James Stafford: Well on a 150 billion barrels that’s not bad at all. But let’s swing back to thickness for a moment. I noticed that the Owambo basin slide shows that the Kavango basin is thicker?

Daniel Jarvie: Yes, while the Owambo Basin showed extremely promising core, its depth as it relates to temperature was a major issue; it had not been cooked sufficiently to generate petroleum. What we can see is that there’s a structural high before dipping down into the Kavango Basin, so we are thinking the thickness is probably close to double in this section, maybe more, and higher temperatures.

I have a feeling that it’s more based on what I’ve seen. So we believe it’s a very thick shale and it’s at the optimal depth to get oil production. 

See, everyone talks about the Eagle Ford, but unless you are in a sweet spot you have a hard time producing there. The sweet spot of the Eagle Ford has a 75% Kerogen conversion window, but if you move up to the 50% or 25% wells, those wells are not economic. 

James Stafford: How would you compare the Kavango to the Eagle Ford?

Daniel Jarvie: Well the Kavango actually is quite different. It’s more like the Permian Basin, and that’s a big plus.  

The Eagle Ford is marine carbonate source rock, and it averages 60% carbonate plus it is only about 220-250 ft thick. Kavango is dramatically different to that. From what we know so far, it’s more akin to the Permian basin, a marine shale that generates a high quality oil, and it is thick and heterogeneous system. I expect to find stacked pay zones throughout any source rock systems. There will likely be multiple source rocks by the way.

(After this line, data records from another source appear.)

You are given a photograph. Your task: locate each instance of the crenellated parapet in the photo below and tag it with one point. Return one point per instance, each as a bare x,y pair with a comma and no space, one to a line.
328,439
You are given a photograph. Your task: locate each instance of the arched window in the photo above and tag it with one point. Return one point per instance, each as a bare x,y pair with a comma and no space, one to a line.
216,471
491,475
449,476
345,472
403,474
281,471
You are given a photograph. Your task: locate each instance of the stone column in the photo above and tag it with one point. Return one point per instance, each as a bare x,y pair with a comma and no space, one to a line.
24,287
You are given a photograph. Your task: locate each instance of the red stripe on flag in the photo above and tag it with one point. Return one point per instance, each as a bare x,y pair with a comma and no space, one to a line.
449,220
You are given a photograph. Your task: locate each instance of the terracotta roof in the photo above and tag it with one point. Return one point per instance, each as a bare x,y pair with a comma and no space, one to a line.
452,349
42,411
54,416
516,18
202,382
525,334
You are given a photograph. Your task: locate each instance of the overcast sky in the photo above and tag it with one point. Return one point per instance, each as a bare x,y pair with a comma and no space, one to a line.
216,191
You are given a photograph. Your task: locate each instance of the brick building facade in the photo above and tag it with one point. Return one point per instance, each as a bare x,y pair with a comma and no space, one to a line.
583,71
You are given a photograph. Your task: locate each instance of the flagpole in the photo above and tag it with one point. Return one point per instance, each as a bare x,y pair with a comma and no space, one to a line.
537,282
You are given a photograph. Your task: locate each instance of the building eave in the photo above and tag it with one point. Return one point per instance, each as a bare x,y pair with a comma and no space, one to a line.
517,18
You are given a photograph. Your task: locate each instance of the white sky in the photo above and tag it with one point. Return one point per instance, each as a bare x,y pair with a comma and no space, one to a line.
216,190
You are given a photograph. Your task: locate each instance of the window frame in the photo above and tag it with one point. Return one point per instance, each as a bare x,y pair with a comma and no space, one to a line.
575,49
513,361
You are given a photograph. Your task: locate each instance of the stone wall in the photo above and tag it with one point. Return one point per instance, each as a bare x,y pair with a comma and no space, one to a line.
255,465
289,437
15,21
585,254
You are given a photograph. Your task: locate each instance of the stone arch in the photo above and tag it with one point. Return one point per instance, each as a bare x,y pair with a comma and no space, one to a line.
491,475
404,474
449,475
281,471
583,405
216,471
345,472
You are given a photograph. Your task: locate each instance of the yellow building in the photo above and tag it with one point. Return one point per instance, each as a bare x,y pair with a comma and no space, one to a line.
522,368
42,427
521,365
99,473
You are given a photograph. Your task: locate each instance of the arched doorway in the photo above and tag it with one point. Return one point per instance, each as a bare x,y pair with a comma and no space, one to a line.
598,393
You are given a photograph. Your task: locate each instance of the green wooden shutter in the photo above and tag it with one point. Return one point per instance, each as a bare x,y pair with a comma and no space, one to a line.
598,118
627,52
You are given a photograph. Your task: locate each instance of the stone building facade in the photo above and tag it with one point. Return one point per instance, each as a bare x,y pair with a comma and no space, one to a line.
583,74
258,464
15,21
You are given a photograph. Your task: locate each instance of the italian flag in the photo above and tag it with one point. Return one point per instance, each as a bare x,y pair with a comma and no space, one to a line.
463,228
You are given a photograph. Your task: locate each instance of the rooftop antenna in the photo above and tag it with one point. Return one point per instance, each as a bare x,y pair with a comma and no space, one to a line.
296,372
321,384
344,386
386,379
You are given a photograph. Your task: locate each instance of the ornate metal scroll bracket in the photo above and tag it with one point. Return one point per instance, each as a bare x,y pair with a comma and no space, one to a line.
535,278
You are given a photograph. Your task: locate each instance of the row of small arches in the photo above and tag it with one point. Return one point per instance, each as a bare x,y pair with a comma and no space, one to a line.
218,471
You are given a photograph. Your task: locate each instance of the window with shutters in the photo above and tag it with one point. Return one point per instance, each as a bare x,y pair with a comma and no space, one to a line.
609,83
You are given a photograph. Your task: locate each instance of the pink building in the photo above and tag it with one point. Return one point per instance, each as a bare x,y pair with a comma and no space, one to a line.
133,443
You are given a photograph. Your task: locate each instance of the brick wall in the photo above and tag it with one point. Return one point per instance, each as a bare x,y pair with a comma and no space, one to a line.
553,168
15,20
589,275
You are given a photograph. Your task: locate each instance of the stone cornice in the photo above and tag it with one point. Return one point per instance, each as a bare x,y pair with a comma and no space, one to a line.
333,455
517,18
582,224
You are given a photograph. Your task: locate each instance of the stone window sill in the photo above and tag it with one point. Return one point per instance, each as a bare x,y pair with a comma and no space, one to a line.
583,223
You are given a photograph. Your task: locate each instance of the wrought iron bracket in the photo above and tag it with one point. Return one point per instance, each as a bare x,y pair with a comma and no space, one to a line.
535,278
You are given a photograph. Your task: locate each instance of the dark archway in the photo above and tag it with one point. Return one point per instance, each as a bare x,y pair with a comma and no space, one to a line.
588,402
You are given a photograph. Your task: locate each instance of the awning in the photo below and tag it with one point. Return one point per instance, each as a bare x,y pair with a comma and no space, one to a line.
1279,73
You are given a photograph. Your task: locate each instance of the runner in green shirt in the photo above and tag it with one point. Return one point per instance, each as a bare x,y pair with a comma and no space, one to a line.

If you want to get a lot of oil out the system you love the heterogeneity. That’s one of the reasons the Permian works so well. It’s also another reason to be excited about Kavango. 

James Stafford: If you prove this system up, what comes next?

Daniel Jarvie: Then it becomes phenomenally more interesting.  

We will probably have some oil production shows and indications of where it is. We will be able to tell the thermal maturity and can expand it across the basin so we can high grade different prospects by their depth and burial history. 

Right now we don’t have a good handle on that. The formation got laid down hundreds of millions of years ago but we don’t know what has happened to it since. And that’s what the first well will help with. And that will point us in the right direction. 

James Stafford: How does it do that? 

Daniel Jarvie: Think of it as a container that has a “pipeline” running to it from the source rock (a migration pathway). If we drill through the so-called pipeline we can identify oil that has travelled through it toward a big conventional container. Does it go to that trap? So it points to the direction the oil is going if it has gone through the system. It will pinpoint which trap should be best.

In fact the pipeline itself may be a reservoir such as the Middle Member of the Bakken formation.

James Stafford: How does RECO’s Kavango stand up to your long-time wildcatting experience?

Daniel Jarvie: Given the nature of the basin and the tremendous thickness, this is pretty much a no brainer…It will be productive and I’m expecting high-quality oil.”

This was the issue when I worked in Uganda, for instance. We could see there was a system but knew there would be waxy oil. But Kavango is different: The system is marine and terrestrial so it should give us high-quality oil and allow it to move and be produced. You need to be able to flow the oil for optimum recovery. 

The bottom line is this: The Kavango Basin has all the characteristics necessary for conventional and unconventional petroleum systems. Although I’m known for my unconventional work, I’m actually hopeful that the conventional exceeds the unconventional. Why? Because conventional reservoirs are inherently more productive.